Both tracks on Hildegard center the primal combination of voice and drone. This simple and seductive pairing morphs in both its historical and technological associations, alternately evoking the thin sound of a sine wave and a blaring, reedy zurna, the high-church pipe organ and the folk lira (the hurdy-gurdy used by pre-modern Ukrainian bards), a pulsating buzzsaw and the noise of a helicopter passing overhead. The voice moves too, contracting from the space of a resonant cathedral (the album was recorded in the Cistercian Abbey of Sylvanès) to, in the opening of “O Tu Suavissima Virga,” a bone-dry close-miked sound: Hildegard’s devotional songs as an intimate lullaby. As performed by some ensembles, Hildegard’s music can embody meditative restraint, but when Saienko unleashes the full-throated avtentyka sound, her pitch bending with intensity, she reveals a spirit of wildness in the music.
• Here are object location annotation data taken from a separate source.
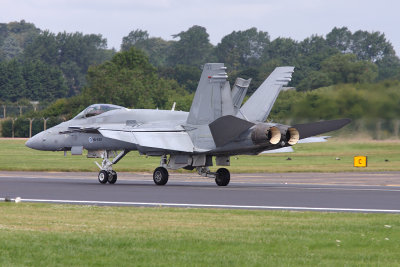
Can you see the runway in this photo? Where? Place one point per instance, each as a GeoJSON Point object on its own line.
{"type": "Point", "coordinates": [354, 192]}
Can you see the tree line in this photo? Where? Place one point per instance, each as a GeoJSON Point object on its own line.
{"type": "Point", "coordinates": [338, 75]}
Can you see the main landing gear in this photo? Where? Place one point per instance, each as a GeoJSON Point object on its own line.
{"type": "Point", "coordinates": [222, 176]}
{"type": "Point", "coordinates": [107, 174]}
{"type": "Point", "coordinates": [160, 175]}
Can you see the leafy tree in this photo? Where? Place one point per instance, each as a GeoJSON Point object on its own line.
{"type": "Point", "coordinates": [187, 76]}
{"type": "Point", "coordinates": [242, 48]}
{"type": "Point", "coordinates": [14, 37]}
{"type": "Point", "coordinates": [346, 69]}
{"type": "Point", "coordinates": [131, 81]}
{"type": "Point", "coordinates": [133, 38]}
{"type": "Point", "coordinates": [72, 53]}
{"type": "Point", "coordinates": [341, 39]}
{"type": "Point", "coordinates": [12, 83]}
{"type": "Point", "coordinates": [193, 47]}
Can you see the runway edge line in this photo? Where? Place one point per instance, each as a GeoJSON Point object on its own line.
{"type": "Point", "coordinates": [155, 204]}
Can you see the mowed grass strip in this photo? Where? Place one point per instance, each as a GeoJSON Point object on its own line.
{"type": "Point", "coordinates": [336, 155]}
{"type": "Point", "coordinates": [66, 235]}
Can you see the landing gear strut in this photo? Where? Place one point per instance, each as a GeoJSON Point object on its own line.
{"type": "Point", "coordinates": [222, 177]}
{"type": "Point", "coordinates": [107, 174]}
{"type": "Point", "coordinates": [160, 176]}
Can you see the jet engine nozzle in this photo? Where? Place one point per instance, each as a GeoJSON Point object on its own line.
{"type": "Point", "coordinates": [265, 134]}
{"type": "Point", "coordinates": [292, 136]}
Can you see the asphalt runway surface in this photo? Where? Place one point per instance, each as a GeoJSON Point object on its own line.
{"type": "Point", "coordinates": [351, 192]}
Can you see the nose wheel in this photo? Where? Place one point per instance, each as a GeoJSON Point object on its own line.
{"type": "Point", "coordinates": [222, 177]}
{"type": "Point", "coordinates": [107, 176]}
{"type": "Point", "coordinates": [160, 176]}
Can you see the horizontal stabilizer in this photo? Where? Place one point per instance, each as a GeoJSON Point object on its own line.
{"type": "Point", "coordinates": [316, 128]}
{"type": "Point", "coordinates": [225, 129]}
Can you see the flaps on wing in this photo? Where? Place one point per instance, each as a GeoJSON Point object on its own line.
{"type": "Point", "coordinates": [316, 128]}
{"type": "Point", "coordinates": [81, 129]}
{"type": "Point", "coordinates": [228, 128]}
{"type": "Point", "coordinates": [154, 141]}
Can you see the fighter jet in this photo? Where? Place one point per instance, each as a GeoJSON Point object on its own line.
{"type": "Point", "coordinates": [217, 126]}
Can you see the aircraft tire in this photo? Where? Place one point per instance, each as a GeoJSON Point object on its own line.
{"type": "Point", "coordinates": [160, 176]}
{"type": "Point", "coordinates": [103, 177]}
{"type": "Point", "coordinates": [222, 177]}
{"type": "Point", "coordinates": [112, 177]}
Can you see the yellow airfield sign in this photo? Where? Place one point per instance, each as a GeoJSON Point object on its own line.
{"type": "Point", "coordinates": [360, 161]}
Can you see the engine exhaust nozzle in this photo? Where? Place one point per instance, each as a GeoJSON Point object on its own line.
{"type": "Point", "coordinates": [265, 134]}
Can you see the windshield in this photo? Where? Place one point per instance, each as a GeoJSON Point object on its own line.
{"type": "Point", "coordinates": [96, 109]}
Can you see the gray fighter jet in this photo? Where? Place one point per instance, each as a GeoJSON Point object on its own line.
{"type": "Point", "coordinates": [217, 126]}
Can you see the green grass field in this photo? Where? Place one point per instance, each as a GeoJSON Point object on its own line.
{"type": "Point", "coordinates": [315, 157]}
{"type": "Point", "coordinates": [65, 235]}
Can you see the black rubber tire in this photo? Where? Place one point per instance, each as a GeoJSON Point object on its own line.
{"type": "Point", "coordinates": [223, 177]}
{"type": "Point", "coordinates": [160, 176]}
{"type": "Point", "coordinates": [112, 177]}
{"type": "Point", "coordinates": [103, 177]}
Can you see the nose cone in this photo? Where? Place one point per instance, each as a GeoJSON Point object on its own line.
{"type": "Point", "coordinates": [35, 142]}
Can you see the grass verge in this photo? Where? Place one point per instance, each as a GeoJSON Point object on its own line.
{"type": "Point", "coordinates": [65, 235]}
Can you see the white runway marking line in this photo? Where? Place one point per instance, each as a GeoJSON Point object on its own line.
{"type": "Point", "coordinates": [205, 205]}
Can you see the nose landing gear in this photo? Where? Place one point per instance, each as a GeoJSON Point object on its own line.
{"type": "Point", "coordinates": [107, 174]}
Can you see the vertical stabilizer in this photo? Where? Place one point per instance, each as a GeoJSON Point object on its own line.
{"type": "Point", "coordinates": [258, 106]}
{"type": "Point", "coordinates": [239, 91]}
{"type": "Point", "coordinates": [213, 97]}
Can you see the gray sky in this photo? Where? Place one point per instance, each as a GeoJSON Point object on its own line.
{"type": "Point", "coordinates": [114, 19]}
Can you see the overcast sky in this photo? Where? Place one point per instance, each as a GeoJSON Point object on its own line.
{"type": "Point", "coordinates": [297, 19]}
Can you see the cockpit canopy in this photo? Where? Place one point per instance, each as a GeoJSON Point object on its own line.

The formula—Hildegard von Bingen’s compositions plus Ukrainian folk voice plus modular synth—may seem less than intuitive at first, but there’s a mutually reinforcing strangeness here between the passions of the medieval Christian saint, the haunting search for authenticity in the human voice, and the meticulous electronic generation of sounds that, at times, evoke acoustic instruments. The artists explain that they adapt Hildegard not in the service of a faithful reconstruction of historical performance practices but as a “distant mirror” that enables the Ukrainian artists to process and transcend their wartime experiences.
Hildegard’s religious visions were famously accompanied by disabling flashes of light (today theorized by some as symptoms of migraines). The artists, here, connect these painful visions to the explosive force of the missile that fell near Heinali’s studio in Kyiv after Russia’s 2022 full-scale invasion. The analogy is made explicit in the digital bonus track, which adapts a folk song once collected in the villages of Western Polissia by some of the student singers from the Kyiv Conservatory who sought the modern-authentic voice in the waning years of the USSR. On a 1990 cassette recording, now digitized, ethnomusicologist Iryna Klymenko sings the song without accompaniment: “Green oak tree, why did your leaves rustle so early?” In the original, a vignette of rural life unfolds. In this 2025 reimagination, Saienko suggests that the early morning noise was not the wind, but a sound of war, the inhuman disturbance and destructive flare of missile fire. In Hildegard, Heinali and Saienko provoke us to linger at the intersection of the medieval and the modern, the elemental and the eternal; of the rural voice, the traumatic experience, and the mystical vision.